The Tax Increment Reinvestment Zone No. 2 will pay the developer 100% of the tax increment collected from the project by each taxing entity participating — county, hospital district, school district, emergency services district and the water development board — and conveyed to TIRZ No. 2 annually beginning with tax year 2020 and ending with tax year 2039.
“There’s a lot of misconceptions out there so let’s be positive about this. We already have a TIRZ, we have money in the TIRZ, there is increment, but only the increment produced by The Baker will be reimbursed or granted to The Baker on an annual basis,” Hawes said. “The money doesn’t come from any buildings downtown, it only comes from The Baker Hotel. If they don’t meet their revenue value projections, then they are not going to receive the money they’re anticipated to receive.”
Ultimately, Hawes said it’s about The Baker Hotel creating value and sustaining that value in operating the hotel at a high standard — if they don’t produce, they don’t get paid.
“I think a misperception is the city doesn’t get anything in return from that if we’re just giving them all of this TIRZ money back, but we’ve got job creation, sales tax revenue, there will be hotel occupancy tax revenue that will be created as well,” Johnson said.

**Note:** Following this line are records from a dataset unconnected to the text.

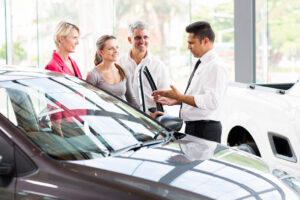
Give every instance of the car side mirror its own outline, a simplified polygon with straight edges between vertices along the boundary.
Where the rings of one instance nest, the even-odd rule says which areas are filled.
[[[156,118],[161,124],[165,127],[172,129],[174,131],[179,131],[182,127],[183,121],[178,117],[169,116],[169,115],[161,115]]]
[[[2,163],[2,156],[0,155],[0,176],[7,175],[12,171],[12,166]]]

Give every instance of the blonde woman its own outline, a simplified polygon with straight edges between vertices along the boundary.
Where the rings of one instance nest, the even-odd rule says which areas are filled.
[[[76,25],[60,22],[54,35],[56,50],[53,51],[52,59],[45,69],[82,78],[76,62],[69,57],[79,44],[79,35],[80,30]]]
[[[128,81],[128,76],[115,63],[119,56],[116,37],[103,35],[97,40],[96,46],[95,68],[88,73],[86,80],[139,108],[136,98],[132,94],[132,86]]]

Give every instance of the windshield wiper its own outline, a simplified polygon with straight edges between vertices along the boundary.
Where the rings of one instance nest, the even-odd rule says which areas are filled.
[[[116,155],[120,155],[120,154],[128,152],[128,151],[137,151],[143,147],[165,144],[171,140],[171,135],[172,134],[170,134],[167,138],[163,138],[163,139],[159,139],[159,140],[150,140],[150,141],[146,141],[146,142],[139,142],[134,145],[130,145],[128,147],[124,147],[122,149],[118,149],[116,151],[110,152],[108,156],[116,156]]]

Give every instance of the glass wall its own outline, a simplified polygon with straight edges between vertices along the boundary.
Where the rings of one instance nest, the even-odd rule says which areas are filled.
[[[257,82],[295,82],[299,78],[299,35],[299,0],[256,0]]]
[[[214,47],[234,81],[234,0],[191,1],[191,21],[211,23],[216,38]]]
[[[0,0],[0,65],[6,63],[5,0]]]
[[[5,34],[0,36],[3,63],[5,54],[2,52],[7,44],[9,64],[43,68],[55,49],[55,26],[65,20],[81,30],[80,44],[71,57],[85,77],[93,67],[97,38],[115,34],[121,54],[127,53],[130,48],[127,27],[141,19],[150,24],[151,53],[165,63],[172,83],[184,88],[194,61],[187,49],[185,27],[196,20],[207,20],[216,32],[216,49],[234,77],[233,0],[209,3],[197,0],[1,0],[1,4],[1,8],[8,10],[8,27],[5,29],[4,17],[0,21],[4,27],[1,30],[7,33],[6,43]]]

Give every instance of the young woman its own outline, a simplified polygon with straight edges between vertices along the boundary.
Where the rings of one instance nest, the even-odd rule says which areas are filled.
[[[115,63],[119,56],[116,37],[103,35],[97,40],[96,46],[95,68],[88,73],[86,80],[139,108],[128,75]]]
[[[79,44],[79,35],[80,30],[76,25],[60,22],[54,35],[56,50],[53,51],[52,59],[45,69],[82,78],[76,62],[69,57],[69,54],[74,53]]]

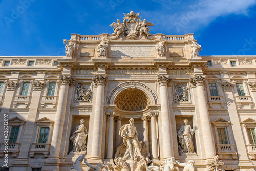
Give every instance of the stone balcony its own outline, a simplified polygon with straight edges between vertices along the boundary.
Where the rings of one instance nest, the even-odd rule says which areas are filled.
[[[20,143],[8,143],[7,145],[8,153],[12,153],[12,157],[17,157],[19,152]],[[1,149],[0,149],[0,157],[3,157],[5,151],[5,144],[2,143]]]
[[[50,147],[51,144],[39,144],[33,143],[31,149],[29,151],[29,156],[34,157],[35,153],[42,153],[44,157],[48,158],[50,153]]]
[[[208,104],[210,108],[212,108],[213,104],[220,104],[221,108],[225,106],[225,102],[222,96],[207,96]]]
[[[234,144],[216,144],[215,146],[217,154],[219,155],[220,159],[224,155],[231,155],[233,159],[237,159],[238,153],[234,149]]]
[[[43,96],[41,101],[41,107],[44,108],[46,104],[52,104],[53,108],[55,108],[57,102],[57,96]]]
[[[16,108],[18,103],[24,103],[26,108],[28,108],[30,103],[30,96],[16,96],[13,100],[13,107]]]
[[[246,145],[247,154],[251,160],[255,160],[256,155],[256,145]]]
[[[249,105],[251,108],[253,108],[253,102],[251,96],[236,96],[235,100],[239,109],[241,109],[242,105]]]

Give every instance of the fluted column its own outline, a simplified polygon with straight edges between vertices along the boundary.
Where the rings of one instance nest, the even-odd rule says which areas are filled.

The city of Mineral Wells will waive municipal inspection and permit fees related to the project as follows: 100% of fees up to an amount of $200,000; 50% of the fees in excess of $200,000; and if the amount of the inspection and permit fees goes above $250,000, the developer will be responsible for any in excess.
“What this actually means is there will be no charges for permits or any type of fee to the city for up to $200,000 as an incentive to the project and we believe that is probably a good target number,” Criswell said. “Once that total waive gets to $250,000, then the project would be responsible for all fees going forward. That’s really kind of the third leg of the financial incentives.”
Something Criswell said is very important for the public to know is that none of the financial incentives result in cash from the city to The Baker Hotel project.
“There is not a single dollar that exchanges before something is done,” he said. “I think that has been alleged and accused, that the city is writing checks to fund the project. There’s nothing here that’s upfront, this is performance-based.”
There are also protections in place for the city within the contract.
“If there’s a stoppage of the hotel in operation, then there are clawback provisions where money has to be returned to the EDC, the city and the TIRZ,” Hawes said. “I think everybody can see from this agreement and the way it’s laid out, it’s very conservative, it’s very protective of the citizens and the city of Mineral Wells in general.”
The final agreement was reviewed and approved by the Mineral Wells city council, following approval recommendations from the TIRZ board and EDC board, and then signed by Mayor Regan Johnson on Tuesday. The Baker Hotel Development Partners is set to sign the agreement in the near future.